In-Context Learning was first demonstrated by Brown et al. (2020) who showed that GPT-3 could be used to perform a huge variety of tasks without any task-specific parameters or training, by conditioning the model’s generation on a prompt which included a few labeled examples of the task of interest. Since then, interest in using GPT models for ICL has grown significantly, with several recent works introducing methods such as instruction-tuning (Sanh et al., 2022; Wang et al., 2022) or chain-of-thought prompting (Wei et al., 2022) to improve downstream ICL accuracy.
Ostensibly, ICL can work for nearly any task that can be defined or described in natural language, and therefore has potential for incredibly broad impact. However, ICL can often still underperform supervised fine-tuning (Bhatia et al., 2023), prompting research in analyzing the mechanisms underlying ICL. One line of work studies in-context learning with linear functions, typically linear regression, characterizing the learnability of these functions with ICL (Li et al., 2023; Garg et al., 2022) and even the learning algorithm a transformer uses (Akyürek et al., 2022; Dai et al., 2023; von Oswald et al., 2023). A second body of work suggests that in-context learning locates existing latent concepts (tasks) which have been already learnt during pretraining (Xie et al., 2021; Wies et al., 2023). Finally, Wei et al. (2023) suggest that model size may change the mechanisms behind ICL from latent inference to actual learning algorithms as size increases. Our work which focuses on Machine Translation, fits into this recent chain of work by demonstrating that there exists a point in the model’s layers where the task has been located.
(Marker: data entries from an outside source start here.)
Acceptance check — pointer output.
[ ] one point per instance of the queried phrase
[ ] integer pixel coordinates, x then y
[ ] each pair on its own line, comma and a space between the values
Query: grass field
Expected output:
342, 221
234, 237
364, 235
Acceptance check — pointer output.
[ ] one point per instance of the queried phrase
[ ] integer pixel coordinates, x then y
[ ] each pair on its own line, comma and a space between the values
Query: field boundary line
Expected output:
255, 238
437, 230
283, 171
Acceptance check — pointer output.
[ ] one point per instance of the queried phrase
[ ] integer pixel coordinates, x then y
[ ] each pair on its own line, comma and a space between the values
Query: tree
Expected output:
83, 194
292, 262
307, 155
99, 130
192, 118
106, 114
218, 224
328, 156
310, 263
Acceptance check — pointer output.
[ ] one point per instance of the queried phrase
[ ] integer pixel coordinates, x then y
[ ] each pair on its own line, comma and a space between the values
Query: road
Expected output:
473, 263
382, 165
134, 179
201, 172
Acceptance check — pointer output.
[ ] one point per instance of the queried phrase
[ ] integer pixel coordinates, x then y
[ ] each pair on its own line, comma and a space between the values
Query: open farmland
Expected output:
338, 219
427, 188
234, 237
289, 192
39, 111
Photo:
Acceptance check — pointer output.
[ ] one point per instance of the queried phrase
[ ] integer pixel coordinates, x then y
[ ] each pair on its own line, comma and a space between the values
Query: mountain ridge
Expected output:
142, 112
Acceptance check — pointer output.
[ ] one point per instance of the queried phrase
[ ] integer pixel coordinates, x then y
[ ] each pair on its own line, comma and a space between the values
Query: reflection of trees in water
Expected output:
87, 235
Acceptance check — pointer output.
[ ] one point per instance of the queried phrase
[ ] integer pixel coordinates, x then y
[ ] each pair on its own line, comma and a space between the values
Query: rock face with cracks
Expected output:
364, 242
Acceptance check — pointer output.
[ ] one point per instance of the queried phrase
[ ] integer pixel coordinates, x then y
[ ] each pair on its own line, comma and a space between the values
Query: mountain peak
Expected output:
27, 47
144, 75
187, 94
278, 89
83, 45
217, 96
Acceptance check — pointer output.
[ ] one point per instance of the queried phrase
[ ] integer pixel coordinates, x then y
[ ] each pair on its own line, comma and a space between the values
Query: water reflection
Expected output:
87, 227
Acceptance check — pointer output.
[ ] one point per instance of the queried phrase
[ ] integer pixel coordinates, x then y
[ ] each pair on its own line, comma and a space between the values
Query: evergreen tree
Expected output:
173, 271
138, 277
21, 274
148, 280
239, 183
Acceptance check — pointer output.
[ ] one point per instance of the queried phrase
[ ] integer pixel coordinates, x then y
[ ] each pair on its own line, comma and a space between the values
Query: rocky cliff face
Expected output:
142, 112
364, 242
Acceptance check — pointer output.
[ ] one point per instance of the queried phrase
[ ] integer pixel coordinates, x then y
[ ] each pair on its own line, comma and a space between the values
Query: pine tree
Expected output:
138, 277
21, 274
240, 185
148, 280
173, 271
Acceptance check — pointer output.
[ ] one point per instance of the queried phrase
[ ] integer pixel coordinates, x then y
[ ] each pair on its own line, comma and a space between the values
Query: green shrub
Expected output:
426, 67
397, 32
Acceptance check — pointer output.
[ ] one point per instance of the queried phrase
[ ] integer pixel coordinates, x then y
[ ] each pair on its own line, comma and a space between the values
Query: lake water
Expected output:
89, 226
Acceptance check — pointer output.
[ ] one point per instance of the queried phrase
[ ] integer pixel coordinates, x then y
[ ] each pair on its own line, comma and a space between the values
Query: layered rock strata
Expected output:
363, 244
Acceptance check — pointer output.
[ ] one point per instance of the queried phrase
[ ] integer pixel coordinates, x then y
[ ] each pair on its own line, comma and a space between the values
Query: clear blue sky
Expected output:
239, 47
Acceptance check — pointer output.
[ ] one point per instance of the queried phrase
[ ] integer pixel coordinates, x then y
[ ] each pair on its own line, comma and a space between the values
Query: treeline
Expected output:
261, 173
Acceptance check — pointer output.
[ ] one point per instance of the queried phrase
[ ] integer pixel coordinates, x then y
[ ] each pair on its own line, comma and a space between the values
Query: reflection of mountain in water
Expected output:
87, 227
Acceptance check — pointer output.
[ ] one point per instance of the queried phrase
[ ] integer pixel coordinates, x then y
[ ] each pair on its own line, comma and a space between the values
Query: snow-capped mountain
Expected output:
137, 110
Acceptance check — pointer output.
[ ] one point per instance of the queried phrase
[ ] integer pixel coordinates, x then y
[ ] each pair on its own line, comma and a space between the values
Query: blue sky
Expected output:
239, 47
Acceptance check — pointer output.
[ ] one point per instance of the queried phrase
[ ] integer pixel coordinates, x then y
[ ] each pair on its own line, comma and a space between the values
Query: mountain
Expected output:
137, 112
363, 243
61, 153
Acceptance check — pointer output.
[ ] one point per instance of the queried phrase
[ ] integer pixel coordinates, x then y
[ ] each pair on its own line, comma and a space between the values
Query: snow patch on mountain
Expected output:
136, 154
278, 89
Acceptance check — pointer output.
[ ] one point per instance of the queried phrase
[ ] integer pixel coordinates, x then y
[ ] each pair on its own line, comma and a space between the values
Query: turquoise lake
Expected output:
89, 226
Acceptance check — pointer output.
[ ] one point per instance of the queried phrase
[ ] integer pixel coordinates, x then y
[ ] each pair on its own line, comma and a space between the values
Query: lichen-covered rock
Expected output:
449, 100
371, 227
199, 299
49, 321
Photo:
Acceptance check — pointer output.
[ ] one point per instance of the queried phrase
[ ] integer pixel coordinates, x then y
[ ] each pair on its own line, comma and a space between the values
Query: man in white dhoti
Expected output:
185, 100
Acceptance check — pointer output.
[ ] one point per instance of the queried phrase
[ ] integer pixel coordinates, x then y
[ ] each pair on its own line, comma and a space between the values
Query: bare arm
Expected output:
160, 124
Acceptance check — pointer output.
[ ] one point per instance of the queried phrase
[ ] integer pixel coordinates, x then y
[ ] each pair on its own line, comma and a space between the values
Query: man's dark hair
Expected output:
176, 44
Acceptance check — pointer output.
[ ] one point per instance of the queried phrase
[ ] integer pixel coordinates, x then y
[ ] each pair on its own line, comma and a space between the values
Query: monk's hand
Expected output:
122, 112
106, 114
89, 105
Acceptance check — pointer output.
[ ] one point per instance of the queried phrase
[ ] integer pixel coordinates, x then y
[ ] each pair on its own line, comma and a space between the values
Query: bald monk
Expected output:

Many works study layers of the model as a natural unit of analysis for interpretability (Hewitt & Liang, 2019; De Cao et al., 2020; Pasad et al., 2021; Durrani et al., 2022; BenShaul & Dekel, 2022; Sajjad et al., 2023). We highlight some of the work which is more closely related to task performance. Xie et al. (2022) study the layer-wise adaptability by a hidden-state variability ratio while Voita et al. (2019a) study evolution of representations in MT-supervised transformer models. Phang et al. (2021) studies when model layers can be skipped by feeding intermediate representations into the final output layer of a pre-trained supervised model. Our work adds to this body of work by considering the perspective of when and where layers are responsible for task location in in-context learning models.
In-Context Machine Translation While GPT models are strong few-shot learners, their pre-training data is historically dominated by English, limiting their ability to perform translation tasks (Hendy et al., 2023). Lin et al. (2022) find that an explicitly multilingual GPT significantly outperforms traditional english models such as GPT-3, and Garcia et al. (2023) find that such models can even be competitive with supervised MT models in some settings. However, even with explicit multilingual pre-training, in-context MT has been found to be very sensitive to the examples used Liu et al. (2022) and their orders Lu et al. (2022). In response, recent work focuses on how to select prompts that elicit the best downstream MT performance (Agrawal et al., 2022; Sia & Duh, 2023). However, further improvement to translation with GPT models is limited by our understanding of how MT emerges in GPT models. Our work directly analyses when, in layer representations, a GPT model becomes a translation model via in-context learning, and how that may inform decisions around parameter tuning and redundancy.